Find out more about employment law as a legal practice area.
What kinds of clients will I be dealing with?
The large majority of clients in this area of law are employers, although firms also advise employees, not only giving advice from one perspective. Clients come from a wide variety of sectors and industries, such as retailers, manufacturers, professional-services firms, education establishments, as well as membership bodies and charities.
What kind of work will I do at different levels?
Employment law focuses on everything to do with the world of work, including the hiring of resources, advertising of job openings, the recruitment process, new joining formalities, remuneration, the promotion and movement of employees, the benefits and perks that are provided, organisation restructuring, voluntary exits and litigation.
Non-contentious work will focus on providing advice, drafting, transactional tasks and dispute resolution through arbitration and negotiations. Contentious work will cover dismissals, breach of contracts, harassment, redundancy/lay-off and discrimination on the grounds of age, sex, religion and disability.
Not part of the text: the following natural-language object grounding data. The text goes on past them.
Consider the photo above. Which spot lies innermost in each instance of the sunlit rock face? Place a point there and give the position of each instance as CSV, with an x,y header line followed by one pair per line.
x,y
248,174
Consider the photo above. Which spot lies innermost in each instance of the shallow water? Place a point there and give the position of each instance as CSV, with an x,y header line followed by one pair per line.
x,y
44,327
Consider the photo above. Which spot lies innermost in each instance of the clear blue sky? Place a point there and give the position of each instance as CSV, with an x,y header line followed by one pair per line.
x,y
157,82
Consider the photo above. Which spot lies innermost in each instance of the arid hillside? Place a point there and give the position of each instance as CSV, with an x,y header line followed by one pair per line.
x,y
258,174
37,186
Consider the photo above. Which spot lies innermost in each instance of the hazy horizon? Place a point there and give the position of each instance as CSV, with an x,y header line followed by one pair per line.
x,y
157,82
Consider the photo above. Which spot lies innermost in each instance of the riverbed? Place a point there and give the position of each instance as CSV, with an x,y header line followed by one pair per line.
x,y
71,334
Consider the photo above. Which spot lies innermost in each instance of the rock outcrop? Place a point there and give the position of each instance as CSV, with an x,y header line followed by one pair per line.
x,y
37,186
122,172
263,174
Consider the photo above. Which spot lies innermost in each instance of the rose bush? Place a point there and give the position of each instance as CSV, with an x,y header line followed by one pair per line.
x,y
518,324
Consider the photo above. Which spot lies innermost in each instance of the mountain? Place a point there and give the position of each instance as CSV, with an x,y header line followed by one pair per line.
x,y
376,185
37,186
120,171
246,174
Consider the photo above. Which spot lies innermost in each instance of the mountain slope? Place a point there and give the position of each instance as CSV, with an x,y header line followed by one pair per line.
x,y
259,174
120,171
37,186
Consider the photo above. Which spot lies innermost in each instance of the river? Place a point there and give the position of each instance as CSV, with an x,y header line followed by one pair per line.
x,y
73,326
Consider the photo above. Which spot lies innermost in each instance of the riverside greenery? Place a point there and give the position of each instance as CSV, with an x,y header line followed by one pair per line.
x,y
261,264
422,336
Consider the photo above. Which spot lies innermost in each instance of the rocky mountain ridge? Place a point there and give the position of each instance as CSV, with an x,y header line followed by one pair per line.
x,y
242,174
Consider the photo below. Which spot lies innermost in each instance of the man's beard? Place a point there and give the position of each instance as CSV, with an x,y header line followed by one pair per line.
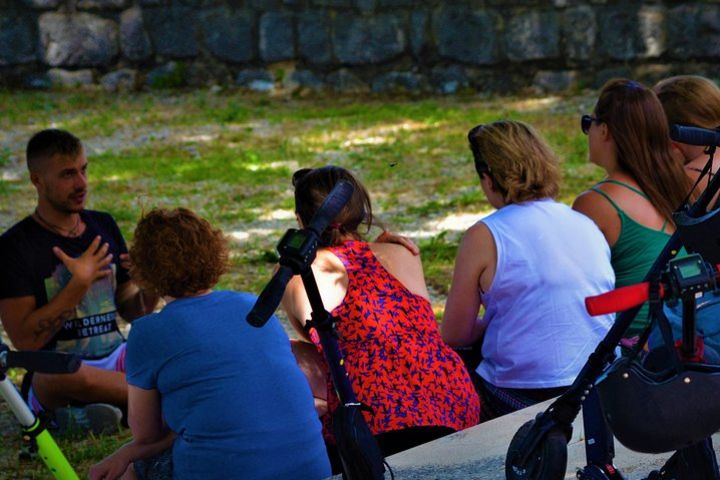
x,y
68,206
Trainees in this area of law support a team. A trainee working in employee relations, for example, will help to ensure timely, commercial and effective employee-relations support is provided. They could be assessing cases, taking ownership of low-risk issues and referring higher-risk issues to senior team members.
An associate in this area of law could be working on day-to-day employment queries—such as disciplinary and grievance matters, maternity/family-leave issues and working-time questions—as well as tackling more strategic projects such as compliance with new legal requirements. They could be working on senior-executive issues, including negotiating appointments and exits, and on collective matters such as restructuring, redundancies, integration and TUPE (Transfer of Undertakings Protection of Employment)—a key aspect of employment law that usually applies during business mergers and acquisitions, or whenever a business changes hands.
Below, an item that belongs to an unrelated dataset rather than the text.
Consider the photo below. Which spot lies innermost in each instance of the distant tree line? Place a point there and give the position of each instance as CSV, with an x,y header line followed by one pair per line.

They could also be working on industrial relations and trade-union matters; employment tribunal, civil court and appeal litigation; and corporate, commercial and real-estate transactions, business transfers and outsourcings.
A partner in this area of law could be providing advice to clients, or colleagues in other specialisms (e.g. Corporate) on employment-law matters. One of the main differences with the partner role is that it doesn’t usually involve delivering employment-law advice, rather to managing the wellbeing and performance of the partners’ team, and maintaining and developing the relationships the firm has with their clients, as well as working on attracting new clients.
How should I tailor my commercial awareness?
Those working in employment law should ensure their knowledge of equality and diversity legislation is kept up to date, as well as what political and legal developments (for example, during Brexit) mean for employment law. They could also read the business section of broadsheet newspapers, as well as listening to podcasts such as The Hearing, hosted by employment-law partner Kevin Poulter.
Another podcast worth checking out is that from Thomas Ogg looking at the Employment Law Conference 2018—or they could even attend events like this in person to stay abreast of developments in their chosen area of law.
What does a typical day in this department look like?
A typical day in employment law could see specialists advising HR directors or in-house counsel on issues such as discrimination and dismissal procedures. They are also likely to be working on several pieces of high-value litigation, which may require them to draft applications or witness statements. They could also be advising clients on the employment aspects of mergers and acquisitions, and outsourcing.